Berry said that while the 10-year extension is important, at least a 30% credit is still necessary.  “Six percent isn’t worth it,” Berry said, referencing the Section 48 credit base rate. “Thirty percent is.”

Berry’s biggest question about the IRA is how treasury is going to determine allocation for the low- and moderate-income benefit, saying the 1.8GW limit may be difficult to reconcile with projects already in the market. Many states already have similar adder programs in process.

Heintz, too, is eagerly anticipating guidance about adders and other regulations from the IRA.

“I think there’s a whole lot of frothiness, just generally speaking,” Heintz said. “There’s a whole lot of excitement with regard to adders. It gives me pause that folks are a bit overly optimistic that certain projects may qualify for adders. The valuations of projects may be increased just because an adder for a project may be eligible. That gives me concern that some sponsors may be too aggressive with valuations. That’s a big concern of mine, at least from industry risk perspective.”

Heintz encouraged colleagues working in RETCs not to push valuations too far.

“Be cautious with regard to adder eligibility,” Heintz said. “I think, in the end, there’s just tremendous opportunity for all of us. What we don’t need is several bad actors creating issues industry wide. Be cognizant and prudent and diligent with regard to tax analysis.

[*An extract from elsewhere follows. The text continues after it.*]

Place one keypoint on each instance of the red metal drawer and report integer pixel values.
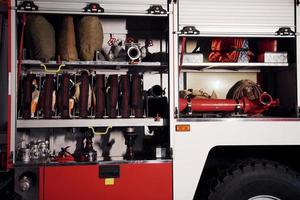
(136, 181)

Have it buttoned up before coming to financing parties.”

Looking to the Future

Berry said the first order of business is the much-anticipated guidance from the U.S. Department of the Treasury that industry leaders hope will provide ground rules for how components of the IRA such as adders and transferability can be used.

Despite the complications, Berry said the passage of the IRA isn’t going to drive investors away.

“The question is about pulling new investors into the market and that’s where the uncertainty is head spinning,” Berry said. “Investors who are interested and have a tax appetite will continue to invest.”